British Land is best known for being behind a swathe of high-profile office buildings in the City in recent years including Hopkins’ recently completed 100 Liverpool Street scheme at Broadgate as well as RSHP’s Cheesegrater tower, which it sold four years ago to a Chinese firm for more than £1bn.
It is also behind a series of so-called campuses – mixed-use hubs – across London including sites at Paddington, Broadgate and Euston as well as a huge mixed-use scheme at Canada Water.
But the firm, which earlier this year got the green light for a 37-storey office block at 2-3 Finsbury Avenue designed by 3XN, said it has begun moving into new sectors after the pandemic cut the value of its portfolio by nearly 11% in the year to March while only 71% of its expected rent in the retail sector was collected during the period.
British Land said its campuses now account for nearly 90% of its offices portfolio and added: “As the nature of demand changes, we are well placed to target successful businesses in innovative growth sectors as we have done successfully at Broadgate. One clear opportunity is in life sciences at Regent’s Place, benefiting from its location in the Knowledge Quarter.”
The Knowledge Quarter, the area around King’s Cross, the Euston Road and Bloomsbury and which is home to the Wellcome Trust and the Francis Crick Institute by HOK and PLP, is being tipped as the capital’s future hub for the life sciences industry.
New chief executive Simon Carter, who took over from long-running boss Chris Grigg late last year, added: “At Canada Water our planning permission is deliberately flexible, enabling us to deliver a range of uses aligned to growth and long-term trends.”

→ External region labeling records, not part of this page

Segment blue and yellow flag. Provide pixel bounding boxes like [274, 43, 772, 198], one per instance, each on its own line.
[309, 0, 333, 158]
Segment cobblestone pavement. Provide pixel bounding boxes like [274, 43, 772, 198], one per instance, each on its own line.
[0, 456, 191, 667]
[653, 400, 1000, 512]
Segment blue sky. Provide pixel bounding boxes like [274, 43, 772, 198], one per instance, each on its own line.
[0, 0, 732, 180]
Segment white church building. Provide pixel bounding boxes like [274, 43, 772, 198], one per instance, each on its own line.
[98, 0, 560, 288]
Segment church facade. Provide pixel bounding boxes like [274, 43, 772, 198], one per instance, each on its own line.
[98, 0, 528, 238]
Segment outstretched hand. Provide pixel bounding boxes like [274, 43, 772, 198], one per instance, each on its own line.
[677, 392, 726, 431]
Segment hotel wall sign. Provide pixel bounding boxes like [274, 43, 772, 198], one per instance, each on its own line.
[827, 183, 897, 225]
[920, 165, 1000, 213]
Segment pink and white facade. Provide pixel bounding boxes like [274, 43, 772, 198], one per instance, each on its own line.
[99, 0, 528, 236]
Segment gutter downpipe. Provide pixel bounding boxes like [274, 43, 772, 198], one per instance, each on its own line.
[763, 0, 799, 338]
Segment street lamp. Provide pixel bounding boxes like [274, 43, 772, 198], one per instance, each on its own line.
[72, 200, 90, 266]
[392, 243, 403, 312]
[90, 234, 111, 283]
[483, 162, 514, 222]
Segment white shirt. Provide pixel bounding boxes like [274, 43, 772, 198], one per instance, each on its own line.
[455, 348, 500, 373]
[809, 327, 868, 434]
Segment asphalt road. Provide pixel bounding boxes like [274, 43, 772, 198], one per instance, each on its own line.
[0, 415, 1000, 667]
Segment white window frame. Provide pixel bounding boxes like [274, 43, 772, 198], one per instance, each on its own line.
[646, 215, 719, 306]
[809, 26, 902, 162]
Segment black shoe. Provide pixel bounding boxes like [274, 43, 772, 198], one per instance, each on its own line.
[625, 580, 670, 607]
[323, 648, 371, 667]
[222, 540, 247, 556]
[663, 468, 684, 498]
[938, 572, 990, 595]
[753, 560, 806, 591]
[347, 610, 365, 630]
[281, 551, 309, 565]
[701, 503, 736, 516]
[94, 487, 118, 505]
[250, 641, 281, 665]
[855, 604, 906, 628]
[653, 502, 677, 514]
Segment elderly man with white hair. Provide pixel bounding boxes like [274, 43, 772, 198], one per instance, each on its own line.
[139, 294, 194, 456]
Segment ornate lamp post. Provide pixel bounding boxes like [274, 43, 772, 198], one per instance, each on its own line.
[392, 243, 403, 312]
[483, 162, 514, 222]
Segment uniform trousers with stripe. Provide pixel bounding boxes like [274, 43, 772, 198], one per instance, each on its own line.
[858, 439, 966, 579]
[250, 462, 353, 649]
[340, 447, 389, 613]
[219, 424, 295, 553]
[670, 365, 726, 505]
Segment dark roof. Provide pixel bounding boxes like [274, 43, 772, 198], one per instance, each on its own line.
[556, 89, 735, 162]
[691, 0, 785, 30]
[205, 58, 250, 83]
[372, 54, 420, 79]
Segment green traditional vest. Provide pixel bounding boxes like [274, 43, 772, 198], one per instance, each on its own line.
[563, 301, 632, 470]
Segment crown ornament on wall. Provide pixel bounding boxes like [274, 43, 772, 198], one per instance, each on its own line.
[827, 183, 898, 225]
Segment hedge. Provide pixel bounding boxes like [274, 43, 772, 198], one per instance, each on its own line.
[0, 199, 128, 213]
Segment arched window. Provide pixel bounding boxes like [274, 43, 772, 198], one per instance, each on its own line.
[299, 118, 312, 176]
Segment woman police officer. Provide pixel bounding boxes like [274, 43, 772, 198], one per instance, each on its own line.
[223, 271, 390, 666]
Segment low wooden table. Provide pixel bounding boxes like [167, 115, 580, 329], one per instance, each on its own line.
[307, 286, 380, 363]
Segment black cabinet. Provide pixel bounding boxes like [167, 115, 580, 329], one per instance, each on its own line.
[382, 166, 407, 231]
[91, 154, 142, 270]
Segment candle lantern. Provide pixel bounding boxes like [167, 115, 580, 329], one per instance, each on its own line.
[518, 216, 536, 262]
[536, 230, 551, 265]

>> Also read: AHMM’s £1bn King’s Cross pharma centre approved
He said these included life sciences, healthcare, senior living and higher education with TEDI-London, a partnership between King’s College London, Arizona State University and UNSW Sydney, signing up to move into a new campus at the site.
British Land said enabling works at Allies & Morrison’s £3.3bn Canada Water development had begun with main construction work starting on the first three buildings later this year after it and Homes England agreed a deal which will see the government’s housing agency provide a £100m loan for infrastructure works.
The firm has also bought its first logistics warehouse, a 216,000 sq ft warehouse in Enfield which it said it can expand.
It added that it has splashed out £197m on retail parks, including the A1 Retail Park in Biggleswade, Bedfordshire, with these now accounting for more than half of its retail portfolio.
It said: “These are increasingly preferred by retailers, because they are affordable and support an online offer by facilitating click and collect, returns and ship from store. They are also preferred by business which are more online resilient, including discount food and homeware retailers.”
British Land said its £350m Norton Folgate mixed-use scheme in Shoreditch, which was designed by a team of architects led by AHMM and started on site last year, is due to complete by the third quarter of 2023. It gave no date when the tower at 2-3 Finsbury Avenue would begin. AHMM’s £330m 1 Broadgate scheme, it added, is due to finish by the middle of 2025.